Patrick Parrish, een andere galeriehouder, ging nog verder. Op uitnodiging van dhr. Luke kwam hij naar het hok en, zei dhr. Parrish, stemde er onmiddellijk mee in om het overgrote deel van de kunst van mevrouw Eshel op te slaan en deze gedurende 10 jaar te vertegenwoordigen.

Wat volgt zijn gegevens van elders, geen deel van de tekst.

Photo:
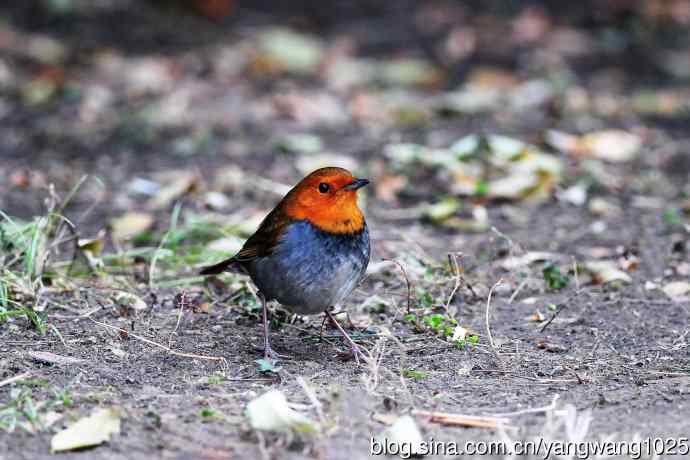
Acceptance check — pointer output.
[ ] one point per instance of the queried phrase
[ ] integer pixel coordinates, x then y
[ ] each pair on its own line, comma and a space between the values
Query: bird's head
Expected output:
328, 199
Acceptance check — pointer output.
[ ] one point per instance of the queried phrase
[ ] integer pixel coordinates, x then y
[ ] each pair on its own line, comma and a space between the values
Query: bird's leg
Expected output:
354, 348
269, 354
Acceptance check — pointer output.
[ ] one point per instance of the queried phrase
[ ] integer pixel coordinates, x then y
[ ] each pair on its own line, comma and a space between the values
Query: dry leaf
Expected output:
88, 431
606, 271
52, 358
612, 145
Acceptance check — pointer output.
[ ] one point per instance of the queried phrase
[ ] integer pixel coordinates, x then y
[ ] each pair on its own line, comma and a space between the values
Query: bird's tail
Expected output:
219, 267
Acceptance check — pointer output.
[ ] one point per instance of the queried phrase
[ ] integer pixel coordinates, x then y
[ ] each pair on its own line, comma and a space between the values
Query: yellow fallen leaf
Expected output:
88, 431
271, 412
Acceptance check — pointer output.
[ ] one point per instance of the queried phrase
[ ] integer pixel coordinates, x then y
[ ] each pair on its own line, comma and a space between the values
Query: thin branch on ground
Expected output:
16, 378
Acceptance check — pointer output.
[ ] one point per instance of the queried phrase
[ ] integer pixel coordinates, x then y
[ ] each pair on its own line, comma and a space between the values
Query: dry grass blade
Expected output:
471, 421
488, 306
16, 378
220, 359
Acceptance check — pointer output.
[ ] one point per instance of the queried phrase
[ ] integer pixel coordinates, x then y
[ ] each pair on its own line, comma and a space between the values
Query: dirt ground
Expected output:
616, 350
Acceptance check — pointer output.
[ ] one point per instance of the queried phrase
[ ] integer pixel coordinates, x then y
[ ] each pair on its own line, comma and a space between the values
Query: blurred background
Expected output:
463, 112
542, 143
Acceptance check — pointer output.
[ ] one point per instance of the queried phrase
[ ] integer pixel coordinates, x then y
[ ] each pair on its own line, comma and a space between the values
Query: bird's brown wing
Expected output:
261, 243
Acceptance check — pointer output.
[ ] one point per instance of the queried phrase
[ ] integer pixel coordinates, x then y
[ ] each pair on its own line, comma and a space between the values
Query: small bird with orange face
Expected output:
311, 251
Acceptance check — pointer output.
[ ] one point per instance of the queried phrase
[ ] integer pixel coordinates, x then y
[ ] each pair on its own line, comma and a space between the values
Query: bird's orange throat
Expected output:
343, 216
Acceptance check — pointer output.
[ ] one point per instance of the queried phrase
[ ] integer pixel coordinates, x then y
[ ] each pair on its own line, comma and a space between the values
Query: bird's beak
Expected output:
356, 184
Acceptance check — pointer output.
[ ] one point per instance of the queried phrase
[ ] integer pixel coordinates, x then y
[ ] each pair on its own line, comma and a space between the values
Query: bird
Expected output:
310, 251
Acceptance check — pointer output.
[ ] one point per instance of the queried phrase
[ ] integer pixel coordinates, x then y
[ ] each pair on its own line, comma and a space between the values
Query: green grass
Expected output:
28, 404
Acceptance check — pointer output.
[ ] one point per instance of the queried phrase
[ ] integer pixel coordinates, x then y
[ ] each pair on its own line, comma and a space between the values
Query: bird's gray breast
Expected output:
311, 270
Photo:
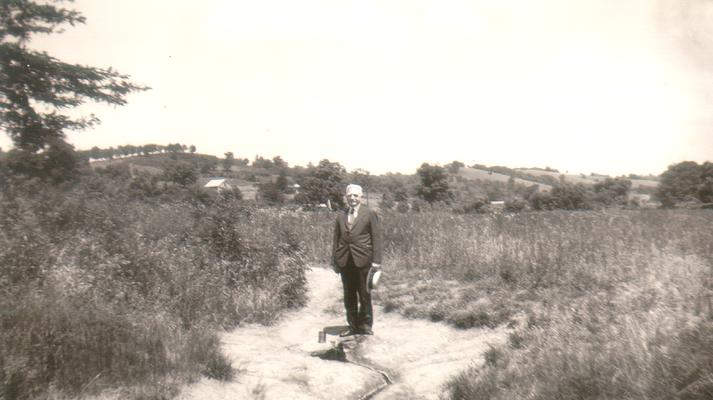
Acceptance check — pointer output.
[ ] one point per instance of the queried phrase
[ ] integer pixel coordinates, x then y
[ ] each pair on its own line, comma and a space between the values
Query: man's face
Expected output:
353, 198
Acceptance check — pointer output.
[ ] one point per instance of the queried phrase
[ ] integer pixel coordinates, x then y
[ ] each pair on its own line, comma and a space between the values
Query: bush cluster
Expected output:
101, 286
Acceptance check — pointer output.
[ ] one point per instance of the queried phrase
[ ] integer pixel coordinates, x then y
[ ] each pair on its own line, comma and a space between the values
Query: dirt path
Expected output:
278, 362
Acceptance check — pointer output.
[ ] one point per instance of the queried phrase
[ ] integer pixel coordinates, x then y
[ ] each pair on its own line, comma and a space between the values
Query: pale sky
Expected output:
607, 86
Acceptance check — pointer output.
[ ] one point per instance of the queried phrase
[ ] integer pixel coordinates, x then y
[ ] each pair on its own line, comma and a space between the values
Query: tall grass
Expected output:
610, 304
101, 290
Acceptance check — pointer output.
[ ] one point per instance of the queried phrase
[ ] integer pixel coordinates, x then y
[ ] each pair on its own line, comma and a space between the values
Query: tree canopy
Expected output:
35, 87
434, 183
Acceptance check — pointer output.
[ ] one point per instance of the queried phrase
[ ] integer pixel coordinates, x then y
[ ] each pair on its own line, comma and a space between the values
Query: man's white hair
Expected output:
354, 188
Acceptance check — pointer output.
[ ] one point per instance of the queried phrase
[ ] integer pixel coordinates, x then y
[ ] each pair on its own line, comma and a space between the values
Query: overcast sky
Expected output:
608, 86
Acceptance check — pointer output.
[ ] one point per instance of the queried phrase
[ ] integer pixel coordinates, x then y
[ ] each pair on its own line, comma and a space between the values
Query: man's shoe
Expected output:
348, 332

Haar werk was niet langer uit de mode: als een over het hoofd geziene vrouwelijke kunstenaar, zei de heer Parrish, deed ze een beroep op de hedendaagse smaak. Eindelijk nam haar reputatie een vlucht.

Ze was geprofileerd in T, het stijltijdschrift van The Times. Ontwerpers en kunstenaars begonnen te melden dat ze verzamelden of waren geïnspireerd door haar schilderijen en sculpturen. “Een deel van de sensatie van het kijken naar Eshels werk,” zegt Daisy Alioto, journalist en redacteur, schreef in 2019, “is de huivering om te weten dat het bijna in de schaduw eindigde.”

De heer Parrish zei dat hij zich had ingespannen om de reputatie van mevrouw Eshel te promoten, en dat zijn inkomsten uit de verkoop van het werk van mevrouw Eshel ‘de hoge honderdduizenden dollars’ hadden bedragen.

Maar rond de tijd van mevrouw Eshels dood beëindigde de heer Luke zijn zakelijke relatie met de heer Parrish. Hij heeft deze maand al het werk uit de opslagplaats van meneer Parrish verwijderd. In een telefonisch interview weigerde hij te zeggen of hij wist wat de eindbestemming van het levenswerk van mevrouw Eshel zou zijn. Zijn bedoeling, zo zei hij, was om haar werk ‘onder de aandacht te brengen van topverzamelaars en musea in de wereld’.

Mevrouw Eshel is nooit volledig hersteld nadat ze in 2013 ziek werd en kon niet volledig genieten van haar lang uitgestelde succes. Ze stierf in haar slaap, zei haar zoon. Naast hem laat ze drie kleinkinderen achter.

Nadat de heer Luke en mevrouw Eshel het hok in 2013 verlieten, zei hij, werd het gerenoveerd. De huur van de nieuwe ruimte, volgens StreetEasy, is $ 23.000 per maand. De enige suggestie van marmer is het materiaal van de badkamermuren, en de ruimte is onderverdeeld: het is helemaal geen loft meer.

Leave A Reply

Your email address will not be published.